Life cycle assessment (LCA) is an effective tool for systematically evaluating the environmental impact of products and/or processes during their life cycle, including manufacturing, operation, and end-of-life (EoL) disposal. Although the environmental impact of PV systems focusing the production and operation phases has been extensively investigated over the past few years, limited studies have focused on the management of EoL PV panels.

Considering the dramatic increase in EoL PV panels as an emerging waste problem in the field of solid waste management, a proper PV waste management protocol has to be established to support a circular economy. Therefore, recovering materials from EoL PV panels is proposed as a primary strategy to reduce the negative environmental impacts, aiding sustainability. The EoL treatment process starts by transporting EoL panels to the recycling facility.

The LCA results of the EoL PV treatment without considering the avoided impacts related to the material recovery demonstrated that the environmental impacts of highlevel treatment were higher than those of low-level treatment because of higher environmental burdens associated with additional processes requiring chemicals, electricity, and thermal treatment. When considering environmental disburden associated with material recovery, the net environmental benefits from the high-level treatment were almost two times higher than those of low-level scenarios.
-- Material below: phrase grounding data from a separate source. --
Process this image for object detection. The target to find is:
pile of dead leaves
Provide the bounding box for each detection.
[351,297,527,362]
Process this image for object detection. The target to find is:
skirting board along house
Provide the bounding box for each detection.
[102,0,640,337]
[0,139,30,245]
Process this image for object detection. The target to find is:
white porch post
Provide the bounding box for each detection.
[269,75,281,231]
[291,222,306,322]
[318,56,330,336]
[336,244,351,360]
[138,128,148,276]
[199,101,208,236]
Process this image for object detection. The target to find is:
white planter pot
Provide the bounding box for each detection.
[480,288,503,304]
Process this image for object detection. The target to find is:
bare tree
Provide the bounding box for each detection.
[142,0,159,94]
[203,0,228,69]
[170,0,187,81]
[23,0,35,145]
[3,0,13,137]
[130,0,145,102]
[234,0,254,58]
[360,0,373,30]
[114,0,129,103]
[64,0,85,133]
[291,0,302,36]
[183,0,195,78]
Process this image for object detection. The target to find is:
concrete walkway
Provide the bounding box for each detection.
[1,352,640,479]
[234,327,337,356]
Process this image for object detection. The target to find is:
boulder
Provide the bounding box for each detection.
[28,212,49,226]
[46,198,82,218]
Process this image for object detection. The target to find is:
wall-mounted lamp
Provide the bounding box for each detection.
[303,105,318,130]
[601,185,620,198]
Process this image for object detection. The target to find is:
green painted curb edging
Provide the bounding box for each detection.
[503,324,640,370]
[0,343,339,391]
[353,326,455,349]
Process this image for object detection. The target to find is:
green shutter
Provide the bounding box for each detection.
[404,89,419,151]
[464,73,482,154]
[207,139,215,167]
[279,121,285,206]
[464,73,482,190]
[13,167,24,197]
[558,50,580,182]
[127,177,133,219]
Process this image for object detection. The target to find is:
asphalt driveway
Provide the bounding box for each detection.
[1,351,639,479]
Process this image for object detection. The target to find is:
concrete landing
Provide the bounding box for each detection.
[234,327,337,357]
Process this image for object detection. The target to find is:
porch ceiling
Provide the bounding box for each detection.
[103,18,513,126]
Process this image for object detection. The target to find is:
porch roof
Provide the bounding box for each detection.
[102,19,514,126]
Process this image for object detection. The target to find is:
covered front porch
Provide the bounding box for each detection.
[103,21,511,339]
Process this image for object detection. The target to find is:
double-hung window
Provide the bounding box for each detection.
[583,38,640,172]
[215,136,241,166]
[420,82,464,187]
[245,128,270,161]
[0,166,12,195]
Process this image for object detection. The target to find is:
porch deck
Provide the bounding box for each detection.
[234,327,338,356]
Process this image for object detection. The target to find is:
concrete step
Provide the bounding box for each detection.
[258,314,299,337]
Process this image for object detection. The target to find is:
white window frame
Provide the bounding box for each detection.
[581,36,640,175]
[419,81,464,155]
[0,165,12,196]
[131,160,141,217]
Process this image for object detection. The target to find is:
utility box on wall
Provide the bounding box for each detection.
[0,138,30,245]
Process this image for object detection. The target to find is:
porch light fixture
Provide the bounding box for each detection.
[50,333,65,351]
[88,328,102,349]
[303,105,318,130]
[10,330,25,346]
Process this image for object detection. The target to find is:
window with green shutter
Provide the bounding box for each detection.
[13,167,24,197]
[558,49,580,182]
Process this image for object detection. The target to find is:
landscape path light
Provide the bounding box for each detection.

The main empirical findings derived from this study can be summarized as follows. The environmental impacts associated with the material recovery process were assessed for three leaching agents: HNO3, I2–KI, and thiourea, to choose the most environmentally friendly alternative. The LCA results for using thiourea showed that the environmental burdens during chemical treatment process were lower than those for the other two leaching agents. However, the net benefit considering material recovery was higher when using HNO3 as a leaching agent than that of the two other iii leaching methods, based on the level of endpoint analysis. Comparing the environmental impacts related to the transportation of PV wastes, the scenario that included transporting the wastes to the recycling facility via the collection center had 14.2% to 26.2% less adverse environmental impact than the scenario that involved directly transporting the wastes to the recycling facility. This reduction in adverse environmental impact was due mainly to weight reduction after pre-treatment and transport efficacy provided by a large-sized vehicle even though the traveling distance via the collection center increased.

When the secondary production of material was considered, some indicators could not exceed the environmental burdens of the recycling processes. Consequently, the findings associated with the treatment of EoL PV panels suggest that resource recovery and transportation should be considered to reduce the economic and environmental burdens.